Eylül ayında izleyiciyle buluşacak oyuna ait AA muhabirine açıklamada bulunan Tiyatro Keyfi Sanat Direktörü Başar, Helikopter’in Tuncer Cücenoğlu’nun dünyanın her tarafında oynanan kendi janrında eşsiz bir yapıtı olduğunu belirterek, “Pek çok ülkeden sonra Türkiye’de Bursa Devlet Tiyatrosu oynamaya çalıştı fakat kısa sürdü. İstanbul’da birinci kere biz oynuyoruz. Şahane bir güldürü. Çok düzgün bir kast yaptık, Tiyatro Keyfi’nin öteki kastları üzere. Murat Taşkent, Ercüment Aydın, Sude Kızık, Mazhar Alican Uğur ve Batuhan Sezer oynuyor.

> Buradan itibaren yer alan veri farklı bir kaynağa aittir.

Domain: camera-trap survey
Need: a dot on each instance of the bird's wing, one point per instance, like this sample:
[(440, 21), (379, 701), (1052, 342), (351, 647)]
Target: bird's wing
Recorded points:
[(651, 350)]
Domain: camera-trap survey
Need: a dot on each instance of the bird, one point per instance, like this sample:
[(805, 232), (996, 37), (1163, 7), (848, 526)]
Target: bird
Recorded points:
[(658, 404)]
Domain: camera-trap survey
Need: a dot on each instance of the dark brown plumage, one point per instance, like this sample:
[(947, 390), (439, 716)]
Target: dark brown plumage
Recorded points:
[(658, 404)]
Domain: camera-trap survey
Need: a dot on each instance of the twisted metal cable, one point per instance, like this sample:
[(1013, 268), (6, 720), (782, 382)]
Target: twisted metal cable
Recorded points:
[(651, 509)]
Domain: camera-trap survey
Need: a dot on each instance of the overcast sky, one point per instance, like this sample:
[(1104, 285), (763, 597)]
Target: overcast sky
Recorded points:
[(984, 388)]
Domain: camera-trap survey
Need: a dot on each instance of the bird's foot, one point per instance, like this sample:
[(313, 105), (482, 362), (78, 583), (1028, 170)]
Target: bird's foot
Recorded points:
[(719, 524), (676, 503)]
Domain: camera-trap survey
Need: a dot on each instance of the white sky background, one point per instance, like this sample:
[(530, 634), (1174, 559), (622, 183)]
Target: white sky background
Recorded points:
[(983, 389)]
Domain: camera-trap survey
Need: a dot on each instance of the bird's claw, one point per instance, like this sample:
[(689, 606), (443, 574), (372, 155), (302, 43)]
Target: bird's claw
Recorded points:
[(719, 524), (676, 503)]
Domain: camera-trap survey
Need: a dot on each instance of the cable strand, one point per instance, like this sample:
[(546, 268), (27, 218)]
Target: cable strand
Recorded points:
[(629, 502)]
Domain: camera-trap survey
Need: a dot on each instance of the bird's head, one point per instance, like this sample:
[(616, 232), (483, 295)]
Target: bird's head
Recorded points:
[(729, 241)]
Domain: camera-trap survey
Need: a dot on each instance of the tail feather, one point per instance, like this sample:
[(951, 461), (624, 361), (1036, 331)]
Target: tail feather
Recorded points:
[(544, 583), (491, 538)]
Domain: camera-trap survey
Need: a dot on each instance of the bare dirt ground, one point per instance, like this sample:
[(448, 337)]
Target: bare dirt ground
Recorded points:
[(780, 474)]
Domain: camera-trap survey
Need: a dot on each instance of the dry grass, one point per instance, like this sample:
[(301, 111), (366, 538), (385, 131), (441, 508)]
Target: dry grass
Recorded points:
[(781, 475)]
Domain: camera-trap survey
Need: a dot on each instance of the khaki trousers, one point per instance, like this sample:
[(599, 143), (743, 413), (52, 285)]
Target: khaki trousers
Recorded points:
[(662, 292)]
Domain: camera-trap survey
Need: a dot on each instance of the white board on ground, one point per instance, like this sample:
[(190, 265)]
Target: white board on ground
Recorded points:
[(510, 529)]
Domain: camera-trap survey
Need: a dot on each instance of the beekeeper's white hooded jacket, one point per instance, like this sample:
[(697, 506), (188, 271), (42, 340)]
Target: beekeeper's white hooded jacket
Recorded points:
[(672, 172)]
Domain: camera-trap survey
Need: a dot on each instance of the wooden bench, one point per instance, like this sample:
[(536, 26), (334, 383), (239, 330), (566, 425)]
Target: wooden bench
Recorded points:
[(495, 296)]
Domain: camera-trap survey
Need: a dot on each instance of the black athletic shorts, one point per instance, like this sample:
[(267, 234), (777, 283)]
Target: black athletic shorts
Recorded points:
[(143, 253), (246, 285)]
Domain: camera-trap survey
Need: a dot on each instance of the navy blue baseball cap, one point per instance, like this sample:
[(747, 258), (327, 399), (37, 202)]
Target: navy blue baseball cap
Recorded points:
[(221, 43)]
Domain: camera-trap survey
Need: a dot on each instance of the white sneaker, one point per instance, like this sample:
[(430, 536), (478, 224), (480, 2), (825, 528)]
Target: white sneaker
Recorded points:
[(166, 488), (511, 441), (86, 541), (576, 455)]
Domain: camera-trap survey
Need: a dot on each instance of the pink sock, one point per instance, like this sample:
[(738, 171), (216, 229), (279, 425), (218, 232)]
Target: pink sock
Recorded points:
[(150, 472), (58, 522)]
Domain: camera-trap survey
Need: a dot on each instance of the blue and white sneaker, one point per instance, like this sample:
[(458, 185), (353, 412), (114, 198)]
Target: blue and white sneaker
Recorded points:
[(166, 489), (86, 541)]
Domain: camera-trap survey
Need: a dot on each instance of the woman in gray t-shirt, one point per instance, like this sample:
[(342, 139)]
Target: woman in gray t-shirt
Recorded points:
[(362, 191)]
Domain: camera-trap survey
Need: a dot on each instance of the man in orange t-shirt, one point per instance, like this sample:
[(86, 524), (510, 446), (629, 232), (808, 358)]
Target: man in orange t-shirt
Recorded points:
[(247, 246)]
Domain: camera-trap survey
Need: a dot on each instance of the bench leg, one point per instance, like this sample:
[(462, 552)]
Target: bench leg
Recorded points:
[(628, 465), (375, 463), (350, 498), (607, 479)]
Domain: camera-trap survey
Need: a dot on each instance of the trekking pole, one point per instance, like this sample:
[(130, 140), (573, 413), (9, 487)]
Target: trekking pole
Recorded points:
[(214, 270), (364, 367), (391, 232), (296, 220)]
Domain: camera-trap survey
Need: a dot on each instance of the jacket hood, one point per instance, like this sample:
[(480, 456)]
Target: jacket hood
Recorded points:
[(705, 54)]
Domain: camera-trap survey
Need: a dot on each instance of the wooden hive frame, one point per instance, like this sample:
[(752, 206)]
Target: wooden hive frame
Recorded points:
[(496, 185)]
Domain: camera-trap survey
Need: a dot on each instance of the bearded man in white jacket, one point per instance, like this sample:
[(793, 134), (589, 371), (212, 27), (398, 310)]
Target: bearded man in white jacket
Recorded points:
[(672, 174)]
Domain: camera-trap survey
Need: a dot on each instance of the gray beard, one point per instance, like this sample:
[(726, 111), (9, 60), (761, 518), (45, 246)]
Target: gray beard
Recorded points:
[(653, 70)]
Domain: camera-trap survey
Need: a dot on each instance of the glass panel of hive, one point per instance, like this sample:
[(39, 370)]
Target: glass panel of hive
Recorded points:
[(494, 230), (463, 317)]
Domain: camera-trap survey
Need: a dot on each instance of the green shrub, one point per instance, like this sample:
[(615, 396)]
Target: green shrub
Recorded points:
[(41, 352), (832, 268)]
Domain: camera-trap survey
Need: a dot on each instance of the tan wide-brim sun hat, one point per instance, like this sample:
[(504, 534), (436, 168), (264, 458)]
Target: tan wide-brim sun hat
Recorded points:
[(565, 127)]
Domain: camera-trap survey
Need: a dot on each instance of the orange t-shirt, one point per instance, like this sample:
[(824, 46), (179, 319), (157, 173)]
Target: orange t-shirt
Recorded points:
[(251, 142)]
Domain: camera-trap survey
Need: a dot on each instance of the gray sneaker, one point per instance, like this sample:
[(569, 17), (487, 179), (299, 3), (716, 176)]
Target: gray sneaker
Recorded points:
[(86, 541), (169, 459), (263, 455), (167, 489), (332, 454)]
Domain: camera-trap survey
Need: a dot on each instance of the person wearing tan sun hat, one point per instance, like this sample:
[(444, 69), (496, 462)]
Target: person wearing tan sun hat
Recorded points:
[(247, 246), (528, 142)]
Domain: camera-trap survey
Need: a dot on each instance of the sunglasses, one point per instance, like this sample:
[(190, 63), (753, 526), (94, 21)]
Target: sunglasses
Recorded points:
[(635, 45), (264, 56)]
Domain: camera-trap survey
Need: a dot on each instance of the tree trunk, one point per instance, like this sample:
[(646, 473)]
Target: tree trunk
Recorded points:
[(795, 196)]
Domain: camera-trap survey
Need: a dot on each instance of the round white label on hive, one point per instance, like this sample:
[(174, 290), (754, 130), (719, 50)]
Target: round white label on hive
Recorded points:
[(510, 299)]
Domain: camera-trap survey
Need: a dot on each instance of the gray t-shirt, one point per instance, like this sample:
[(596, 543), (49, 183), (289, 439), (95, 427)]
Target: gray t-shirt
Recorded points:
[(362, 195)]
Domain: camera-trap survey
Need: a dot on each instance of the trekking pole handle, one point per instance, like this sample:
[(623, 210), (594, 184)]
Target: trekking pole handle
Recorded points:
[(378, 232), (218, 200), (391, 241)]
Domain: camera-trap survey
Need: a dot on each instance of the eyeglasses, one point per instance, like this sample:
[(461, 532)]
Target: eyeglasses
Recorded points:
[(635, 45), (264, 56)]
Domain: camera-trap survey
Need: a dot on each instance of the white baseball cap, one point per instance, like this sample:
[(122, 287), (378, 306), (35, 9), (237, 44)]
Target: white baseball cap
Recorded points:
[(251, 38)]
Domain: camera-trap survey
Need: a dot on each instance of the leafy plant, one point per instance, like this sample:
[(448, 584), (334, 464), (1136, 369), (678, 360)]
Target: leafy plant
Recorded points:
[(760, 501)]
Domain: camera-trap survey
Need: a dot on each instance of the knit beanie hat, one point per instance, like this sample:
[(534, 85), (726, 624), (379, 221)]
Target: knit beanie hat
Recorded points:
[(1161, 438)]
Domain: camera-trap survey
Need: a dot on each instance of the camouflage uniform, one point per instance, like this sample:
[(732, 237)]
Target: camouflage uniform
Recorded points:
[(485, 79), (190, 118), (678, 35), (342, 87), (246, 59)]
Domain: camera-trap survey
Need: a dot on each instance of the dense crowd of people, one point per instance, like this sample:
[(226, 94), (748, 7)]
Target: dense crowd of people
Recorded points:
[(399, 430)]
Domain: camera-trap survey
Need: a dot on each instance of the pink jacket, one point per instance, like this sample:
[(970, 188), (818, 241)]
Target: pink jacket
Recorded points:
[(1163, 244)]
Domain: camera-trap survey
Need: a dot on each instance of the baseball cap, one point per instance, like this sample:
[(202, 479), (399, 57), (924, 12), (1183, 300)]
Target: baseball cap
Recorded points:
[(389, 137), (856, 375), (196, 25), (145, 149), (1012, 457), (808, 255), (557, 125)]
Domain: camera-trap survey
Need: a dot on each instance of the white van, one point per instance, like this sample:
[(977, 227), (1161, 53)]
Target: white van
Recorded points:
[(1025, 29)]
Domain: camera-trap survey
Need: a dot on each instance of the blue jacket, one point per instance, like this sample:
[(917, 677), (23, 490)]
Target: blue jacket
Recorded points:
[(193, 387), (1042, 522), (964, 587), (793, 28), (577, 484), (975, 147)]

Oyunculuk açısından kıymetli isimler.” dedi.

Başar, oyunun dünyanın her tarafında sergilenen, çok beğenilen, dünya tiyatrolarınca çok istenen bir eser olduğuna dikkati çekerek, İstanbul’da kendi rejisiyle birinci sefer sahneleneceğini lisana getirdi.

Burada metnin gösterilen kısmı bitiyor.